The two US senators and liberal champions in the Democratic nominations contest to elect a candidate to face Republican President Donald Trump in November had been caught in a dispute before and during the debate over a Warren accusation Sanders had told him in a private meeting of 2018 in which a woman cannot be elected president.
Sanders disputed that statement before and during the debate, but Warren insists that it is true.
CNN said Wednesday that its microphones captured the post-debate exchange and published its content.
After not shaking Sanders’ hand, Warren said: “I think you called me a liar on national television.”
“What?” Sanders replied.
“I think you called me a liar on national television,” Warren repeated.
Sanders replied: “You know, let’s not do it right now.
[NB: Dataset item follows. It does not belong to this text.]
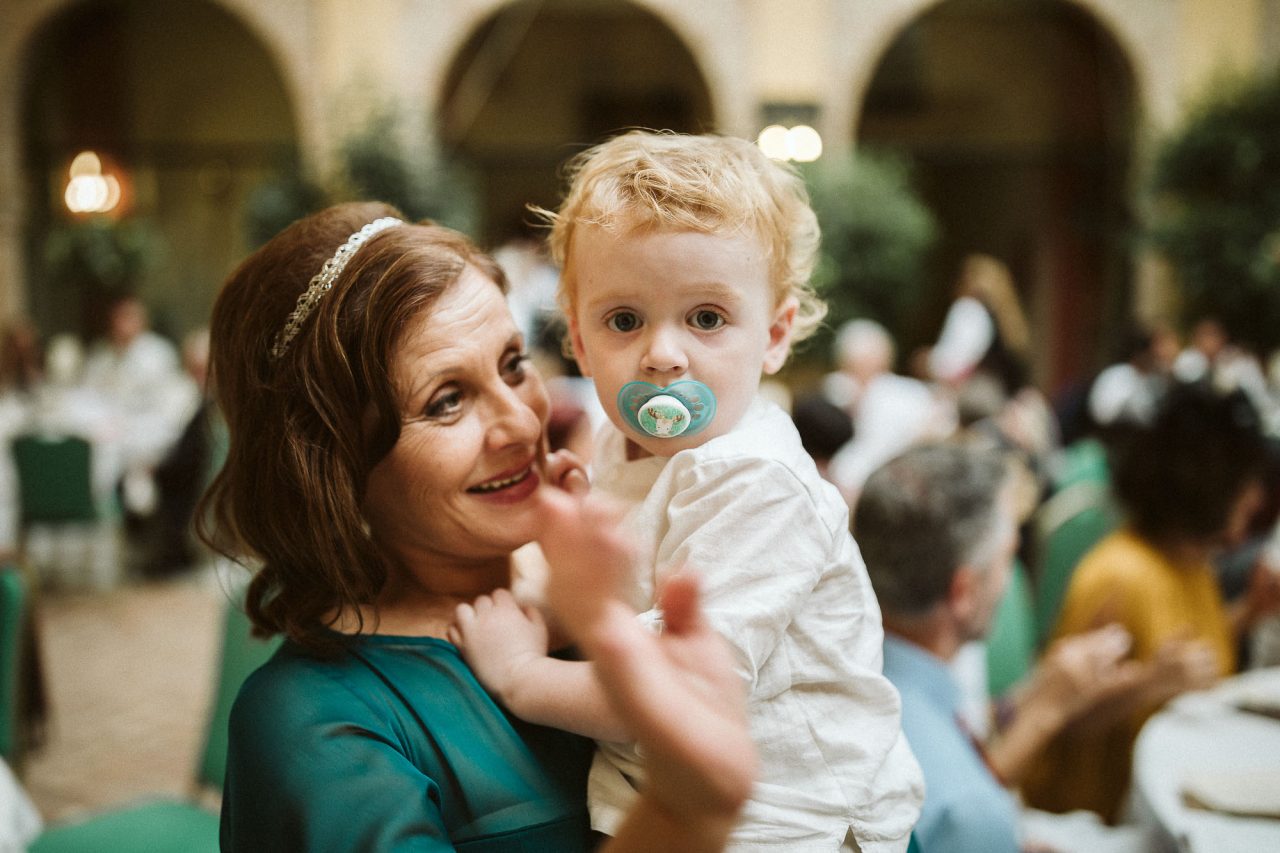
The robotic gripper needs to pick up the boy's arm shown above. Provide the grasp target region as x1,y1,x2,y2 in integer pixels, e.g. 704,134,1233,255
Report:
449,589,631,742
655,459,834,684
If you want to have that discussion, we’ll have that discussion.” Warren said: “Anytime.”
Sanders said: “You called me a liar. You told me, okay, let’s not do it now. ”
Another Democratic candidate, billionaire Tom Steyer, who was behind the two, said: “I don’t want to get in the middle. I just want to say hello to Bernie.”
Warren and Sanders, both progressives, had complied with an informal non-aggression pact throughout the campaign, but with less than three weeks until the first nomination contest in Iowa, and locked in a tight race, promising to be easy in each another now appears finished.